Within the devotional relationship, further situated within the cosmological scaffolding of our traditions there is tremendous coherence and it is just that coherence that enables us to develop spiritual discernment.

The day that we put our reputations above doing right before our Gods, above venerating Them well, above following Their wishes as revealed to us through discerned gnosis is the day that we have sacrificed all integrity as polytheists, Heathens, and as human beings. 

Let this be my prayer today and every day: may I have the courage not to care, or to care and do what the Gods want of me anyway. Let devotion be the fire that inspires my courage. Let it be the fire that burns away all fear and all cowardice. Let me do what it is my Gods have set forth for me to do even if in fear and trembling and may I never yield. 

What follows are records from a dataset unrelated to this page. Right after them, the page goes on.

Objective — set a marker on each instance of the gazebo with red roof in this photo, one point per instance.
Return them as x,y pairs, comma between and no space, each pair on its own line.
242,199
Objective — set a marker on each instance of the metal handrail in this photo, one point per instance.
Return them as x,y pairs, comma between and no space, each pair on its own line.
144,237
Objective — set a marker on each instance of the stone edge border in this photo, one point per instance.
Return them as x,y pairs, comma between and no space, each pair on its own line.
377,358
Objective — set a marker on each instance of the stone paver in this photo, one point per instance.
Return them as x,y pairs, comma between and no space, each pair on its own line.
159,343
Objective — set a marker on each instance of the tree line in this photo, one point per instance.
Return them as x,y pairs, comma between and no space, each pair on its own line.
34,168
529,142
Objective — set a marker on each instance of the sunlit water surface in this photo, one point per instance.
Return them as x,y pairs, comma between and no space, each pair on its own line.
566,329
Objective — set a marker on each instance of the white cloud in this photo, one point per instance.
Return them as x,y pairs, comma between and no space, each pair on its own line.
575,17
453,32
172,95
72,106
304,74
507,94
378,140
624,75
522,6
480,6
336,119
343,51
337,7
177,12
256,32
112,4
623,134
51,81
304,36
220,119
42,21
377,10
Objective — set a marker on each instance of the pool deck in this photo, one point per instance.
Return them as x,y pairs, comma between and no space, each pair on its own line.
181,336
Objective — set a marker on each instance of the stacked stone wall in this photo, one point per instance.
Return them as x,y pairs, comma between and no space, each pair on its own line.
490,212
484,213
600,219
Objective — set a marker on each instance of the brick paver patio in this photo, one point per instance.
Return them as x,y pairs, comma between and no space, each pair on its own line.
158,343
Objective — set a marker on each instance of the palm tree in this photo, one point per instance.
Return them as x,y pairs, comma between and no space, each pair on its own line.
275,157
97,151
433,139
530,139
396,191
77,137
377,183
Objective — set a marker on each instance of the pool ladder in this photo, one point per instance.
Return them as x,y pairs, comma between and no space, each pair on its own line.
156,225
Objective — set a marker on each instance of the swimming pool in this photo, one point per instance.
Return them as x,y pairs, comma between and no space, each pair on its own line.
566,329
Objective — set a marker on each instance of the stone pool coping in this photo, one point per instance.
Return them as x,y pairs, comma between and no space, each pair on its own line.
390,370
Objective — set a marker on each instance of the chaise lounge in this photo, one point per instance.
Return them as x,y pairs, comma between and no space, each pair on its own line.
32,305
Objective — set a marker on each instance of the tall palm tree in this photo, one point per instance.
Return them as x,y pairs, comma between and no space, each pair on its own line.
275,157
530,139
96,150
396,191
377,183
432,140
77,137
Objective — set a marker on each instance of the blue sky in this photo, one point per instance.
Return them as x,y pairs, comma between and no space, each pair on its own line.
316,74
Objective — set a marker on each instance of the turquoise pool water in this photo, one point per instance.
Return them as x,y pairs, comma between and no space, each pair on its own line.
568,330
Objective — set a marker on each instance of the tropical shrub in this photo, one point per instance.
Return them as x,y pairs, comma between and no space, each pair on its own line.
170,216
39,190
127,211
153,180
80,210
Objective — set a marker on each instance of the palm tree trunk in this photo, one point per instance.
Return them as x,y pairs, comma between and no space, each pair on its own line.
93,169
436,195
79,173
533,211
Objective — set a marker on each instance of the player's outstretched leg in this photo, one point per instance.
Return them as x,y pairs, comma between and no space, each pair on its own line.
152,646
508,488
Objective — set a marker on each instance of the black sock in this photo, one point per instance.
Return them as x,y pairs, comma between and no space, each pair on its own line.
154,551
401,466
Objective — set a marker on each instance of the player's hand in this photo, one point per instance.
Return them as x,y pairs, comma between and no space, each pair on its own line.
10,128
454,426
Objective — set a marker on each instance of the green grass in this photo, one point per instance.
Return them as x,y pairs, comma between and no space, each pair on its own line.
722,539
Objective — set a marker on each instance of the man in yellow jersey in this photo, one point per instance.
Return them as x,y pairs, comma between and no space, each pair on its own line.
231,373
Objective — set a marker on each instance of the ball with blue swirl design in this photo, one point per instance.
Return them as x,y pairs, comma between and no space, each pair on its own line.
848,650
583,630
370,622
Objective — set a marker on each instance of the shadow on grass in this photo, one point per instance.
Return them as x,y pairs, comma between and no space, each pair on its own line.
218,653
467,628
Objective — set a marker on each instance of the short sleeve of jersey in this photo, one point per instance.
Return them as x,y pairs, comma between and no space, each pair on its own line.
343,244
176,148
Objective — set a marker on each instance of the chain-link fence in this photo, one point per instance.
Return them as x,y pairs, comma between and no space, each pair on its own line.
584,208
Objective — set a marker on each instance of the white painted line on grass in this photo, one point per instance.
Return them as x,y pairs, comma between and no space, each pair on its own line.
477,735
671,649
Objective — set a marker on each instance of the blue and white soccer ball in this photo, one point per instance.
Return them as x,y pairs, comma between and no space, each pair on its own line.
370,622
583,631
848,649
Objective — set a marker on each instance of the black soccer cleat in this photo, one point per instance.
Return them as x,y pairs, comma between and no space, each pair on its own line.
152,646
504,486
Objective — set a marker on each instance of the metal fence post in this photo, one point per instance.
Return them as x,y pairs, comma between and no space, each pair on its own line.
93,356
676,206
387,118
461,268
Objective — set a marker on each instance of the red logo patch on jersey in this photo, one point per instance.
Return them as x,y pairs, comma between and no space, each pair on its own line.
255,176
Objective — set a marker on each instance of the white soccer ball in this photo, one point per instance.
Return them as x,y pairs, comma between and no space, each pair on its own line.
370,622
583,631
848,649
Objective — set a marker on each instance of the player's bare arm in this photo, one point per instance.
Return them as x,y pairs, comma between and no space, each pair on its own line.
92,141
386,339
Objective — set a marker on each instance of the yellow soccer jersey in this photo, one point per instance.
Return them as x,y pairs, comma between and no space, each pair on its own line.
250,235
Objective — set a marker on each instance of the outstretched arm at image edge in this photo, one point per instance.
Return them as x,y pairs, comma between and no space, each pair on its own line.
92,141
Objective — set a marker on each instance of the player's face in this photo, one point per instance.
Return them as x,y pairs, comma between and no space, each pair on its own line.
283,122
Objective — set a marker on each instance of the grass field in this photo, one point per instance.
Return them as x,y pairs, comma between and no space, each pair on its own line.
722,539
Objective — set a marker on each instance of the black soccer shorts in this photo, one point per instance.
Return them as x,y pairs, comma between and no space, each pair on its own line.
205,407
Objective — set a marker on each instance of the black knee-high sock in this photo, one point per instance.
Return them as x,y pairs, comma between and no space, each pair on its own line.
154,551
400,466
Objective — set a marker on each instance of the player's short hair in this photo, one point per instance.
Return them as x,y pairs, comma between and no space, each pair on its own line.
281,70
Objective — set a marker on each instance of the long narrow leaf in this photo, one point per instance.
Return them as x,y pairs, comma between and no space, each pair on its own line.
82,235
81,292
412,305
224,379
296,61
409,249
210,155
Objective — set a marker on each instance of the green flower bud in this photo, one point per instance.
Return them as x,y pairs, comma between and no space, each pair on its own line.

1. One of the most beautiful passages of lore occurs in the lay of Hyndla where Freya’s man Ottar is praised for having made so many sacrifices to Her that the rock of the shrine turned to glass from the blood and ostensibly heat of the sacrifices (it implies to me that he made the offerings and then burned them).
2. That it is so often fraught I blame on a society that has tainted and misrepresented the entire concept of sovereignty and hierarchy.